FIRMINO SALDANHA (Brasil, 1906-1985). Pintor, arquiteto. Cursou arquitetura na Escola Nacional de Belas Artes/Enba, em 1931, no Rio de Janeiro. Na década de 1940, inicia-se como autodidata em pintura. Em 1957, é escolhido, juntamente com Candido Portinari, para concorrer aos prêmios Guggenheim e participar da exposição realizada em Paris. Além disso, integra a comissão encarregada de projetar a Cidade Universitária, no Rio de Janeiro, ao lado de Lúcio Costa, Oscar Niemeyer, Affonso Eduardo Reidy; atua como presidente do Instituto dos Arquitetos do Brasil/IAB; e realiza, dentre outros, o mural do Banco Nacional – Palácio do Planalto, em Brasília. A seu respeito disse Flávio de Aquino: Nas telas de Saldanha sentimos formas, linhas e cores se movimentando, criando contraste, se ajustando ou se opondo umas às outras, como se nascessem do mesmo ritmo, obedientes à composição geral, com seus elementos fortemente ligados através de uma coerência formal, de onde emerge a mensagem emocional com limpidez e transparência. Por sua vez, observou Joaquim Tenreiro que Firmino foi um pintor filiado aos princípios plásticos de Braque.
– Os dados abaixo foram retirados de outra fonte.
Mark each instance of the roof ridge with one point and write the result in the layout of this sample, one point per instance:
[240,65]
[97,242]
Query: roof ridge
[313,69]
Sentiu-lhe intensamente a influência, especialmente no formalismo, na esquematização, na composição da obra. Assim foi durante algum tempo, e nisto está uma força e uma constância, que fazem Saldanha trabalhar continuamente até chegar à atual fase, já livre daquela influência, evidenciando sempre, porém, uma forte consciência de pintor. Firmino Saldanha é o artista convidado da presente edição de Agulha Revista de Cultura.
Agulha Revista de Cultura
CODINOME ABRAXAS # 09 – A IDEIA – REVISTA DE CULTURA LIBERTÁRIA (PORTUGAL)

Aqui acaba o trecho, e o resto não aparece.